Generating a Conformance Report

The Khronos Conformance Process Document details the steps required for a conformance submission. In this repository opencl_conformance_tests_full.csv defines the full list of tests which must be run for conformance. The output log of which must be included alongside a filled in submission details template.

Utility script run_conformance.py can be used to help generating the submission log, although it is not required.

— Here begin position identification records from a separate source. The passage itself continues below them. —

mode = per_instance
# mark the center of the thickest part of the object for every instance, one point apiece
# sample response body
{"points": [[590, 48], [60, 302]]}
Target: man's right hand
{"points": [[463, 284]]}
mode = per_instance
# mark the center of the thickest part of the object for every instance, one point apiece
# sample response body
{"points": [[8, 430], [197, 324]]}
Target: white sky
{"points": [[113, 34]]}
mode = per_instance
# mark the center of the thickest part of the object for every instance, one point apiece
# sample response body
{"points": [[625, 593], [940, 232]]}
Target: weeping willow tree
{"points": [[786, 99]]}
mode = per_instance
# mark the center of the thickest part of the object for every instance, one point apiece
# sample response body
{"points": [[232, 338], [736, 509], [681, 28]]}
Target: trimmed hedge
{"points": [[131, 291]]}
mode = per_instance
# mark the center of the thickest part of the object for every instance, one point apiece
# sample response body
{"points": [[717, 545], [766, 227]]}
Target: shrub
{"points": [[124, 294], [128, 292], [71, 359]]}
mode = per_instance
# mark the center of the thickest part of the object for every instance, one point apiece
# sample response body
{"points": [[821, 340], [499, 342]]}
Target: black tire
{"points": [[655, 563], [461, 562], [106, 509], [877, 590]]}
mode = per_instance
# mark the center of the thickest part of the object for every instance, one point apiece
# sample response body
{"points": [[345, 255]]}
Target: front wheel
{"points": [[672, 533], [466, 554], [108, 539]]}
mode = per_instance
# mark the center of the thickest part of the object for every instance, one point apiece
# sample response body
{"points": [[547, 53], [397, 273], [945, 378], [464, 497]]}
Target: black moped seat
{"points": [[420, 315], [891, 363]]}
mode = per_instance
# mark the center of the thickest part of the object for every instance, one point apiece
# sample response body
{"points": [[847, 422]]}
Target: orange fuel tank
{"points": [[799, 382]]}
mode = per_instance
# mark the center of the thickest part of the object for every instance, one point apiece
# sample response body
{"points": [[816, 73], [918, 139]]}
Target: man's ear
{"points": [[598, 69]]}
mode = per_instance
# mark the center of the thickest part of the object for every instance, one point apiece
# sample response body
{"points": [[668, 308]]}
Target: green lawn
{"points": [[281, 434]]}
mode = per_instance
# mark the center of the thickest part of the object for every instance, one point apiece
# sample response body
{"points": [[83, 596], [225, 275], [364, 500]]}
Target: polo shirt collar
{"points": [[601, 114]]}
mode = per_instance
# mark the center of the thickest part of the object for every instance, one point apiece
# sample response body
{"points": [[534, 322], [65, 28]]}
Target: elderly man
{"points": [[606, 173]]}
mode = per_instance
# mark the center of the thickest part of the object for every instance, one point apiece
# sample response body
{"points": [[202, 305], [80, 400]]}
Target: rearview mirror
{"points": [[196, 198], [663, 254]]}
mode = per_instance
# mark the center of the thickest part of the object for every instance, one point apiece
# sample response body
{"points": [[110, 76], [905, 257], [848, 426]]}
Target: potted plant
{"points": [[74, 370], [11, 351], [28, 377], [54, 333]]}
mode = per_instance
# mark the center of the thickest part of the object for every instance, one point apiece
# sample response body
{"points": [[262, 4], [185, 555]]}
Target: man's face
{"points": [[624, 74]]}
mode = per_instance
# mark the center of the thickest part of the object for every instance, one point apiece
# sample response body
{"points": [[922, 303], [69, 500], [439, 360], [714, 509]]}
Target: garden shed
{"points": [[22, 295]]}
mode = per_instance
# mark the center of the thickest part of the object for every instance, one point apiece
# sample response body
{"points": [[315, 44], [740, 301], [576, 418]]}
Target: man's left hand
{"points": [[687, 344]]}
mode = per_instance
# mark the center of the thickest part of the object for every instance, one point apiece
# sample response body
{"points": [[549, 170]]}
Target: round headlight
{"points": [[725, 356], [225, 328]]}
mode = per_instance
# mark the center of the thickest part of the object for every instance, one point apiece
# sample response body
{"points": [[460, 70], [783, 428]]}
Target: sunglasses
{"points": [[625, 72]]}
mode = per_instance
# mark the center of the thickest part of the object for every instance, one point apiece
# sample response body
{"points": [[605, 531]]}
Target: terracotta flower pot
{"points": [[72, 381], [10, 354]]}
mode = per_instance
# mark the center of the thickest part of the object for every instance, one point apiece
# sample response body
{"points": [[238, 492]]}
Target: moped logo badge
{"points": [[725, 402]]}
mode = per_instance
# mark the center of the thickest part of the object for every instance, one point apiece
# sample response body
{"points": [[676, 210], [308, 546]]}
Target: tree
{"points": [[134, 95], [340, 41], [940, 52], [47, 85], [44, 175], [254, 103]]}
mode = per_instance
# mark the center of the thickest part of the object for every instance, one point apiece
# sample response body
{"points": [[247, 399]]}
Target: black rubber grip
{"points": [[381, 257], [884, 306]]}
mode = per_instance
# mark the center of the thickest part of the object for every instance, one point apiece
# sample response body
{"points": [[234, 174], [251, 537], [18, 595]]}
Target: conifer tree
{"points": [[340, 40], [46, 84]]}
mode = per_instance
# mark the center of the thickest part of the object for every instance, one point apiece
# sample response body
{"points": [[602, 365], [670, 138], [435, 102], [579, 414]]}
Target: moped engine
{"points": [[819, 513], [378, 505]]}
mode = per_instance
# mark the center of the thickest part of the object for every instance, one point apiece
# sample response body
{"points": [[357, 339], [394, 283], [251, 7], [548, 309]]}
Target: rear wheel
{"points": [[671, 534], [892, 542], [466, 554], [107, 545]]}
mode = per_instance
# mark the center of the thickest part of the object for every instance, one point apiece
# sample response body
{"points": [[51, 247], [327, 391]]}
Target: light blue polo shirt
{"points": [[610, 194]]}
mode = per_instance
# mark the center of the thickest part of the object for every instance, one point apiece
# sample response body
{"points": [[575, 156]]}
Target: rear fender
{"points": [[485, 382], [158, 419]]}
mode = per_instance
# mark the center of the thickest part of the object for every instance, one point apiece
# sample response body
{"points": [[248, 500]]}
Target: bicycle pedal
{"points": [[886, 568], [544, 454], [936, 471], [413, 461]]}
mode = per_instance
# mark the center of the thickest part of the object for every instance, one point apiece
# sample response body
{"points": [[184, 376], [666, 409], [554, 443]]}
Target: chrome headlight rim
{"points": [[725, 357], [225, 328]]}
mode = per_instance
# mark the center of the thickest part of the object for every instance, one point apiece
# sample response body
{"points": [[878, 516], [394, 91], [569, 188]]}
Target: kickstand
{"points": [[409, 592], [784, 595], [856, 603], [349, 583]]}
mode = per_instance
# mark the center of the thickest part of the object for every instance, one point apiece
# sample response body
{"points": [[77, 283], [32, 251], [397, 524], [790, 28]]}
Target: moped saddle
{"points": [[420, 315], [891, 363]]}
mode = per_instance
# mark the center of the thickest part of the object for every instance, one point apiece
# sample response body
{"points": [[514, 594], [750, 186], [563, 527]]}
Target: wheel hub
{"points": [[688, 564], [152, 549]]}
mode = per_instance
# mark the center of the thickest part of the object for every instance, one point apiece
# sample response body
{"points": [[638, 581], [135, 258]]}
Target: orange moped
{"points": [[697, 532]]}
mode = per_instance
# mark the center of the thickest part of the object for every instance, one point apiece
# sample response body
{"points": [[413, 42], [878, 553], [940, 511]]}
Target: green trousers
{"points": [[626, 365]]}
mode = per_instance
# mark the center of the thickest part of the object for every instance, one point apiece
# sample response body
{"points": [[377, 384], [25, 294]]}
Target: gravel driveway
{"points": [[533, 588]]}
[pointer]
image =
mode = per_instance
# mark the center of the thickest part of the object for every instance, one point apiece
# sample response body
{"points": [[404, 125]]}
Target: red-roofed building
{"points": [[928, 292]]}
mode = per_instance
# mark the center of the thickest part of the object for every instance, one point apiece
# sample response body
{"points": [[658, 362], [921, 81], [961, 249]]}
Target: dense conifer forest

Git tags are used to define the version of the repository conformance submissions are made against.

Contributing

Contributions are welcome to the project from Khronos members and non-members alike via GitHub Pull Requests (PR). Alternatively, if you've found a bug or have a question please file an issue in the GitHub project. First time contributors will be required to sign the Khronos Contributor License Agreement (CLA) before their PR can be merged.

PRs to the repository are required to be clang-format clean to pass CI. Developers can either use the git-clang-format tool locally to verify this before contributing, or update their PR based on the diff provided by a failing CI job.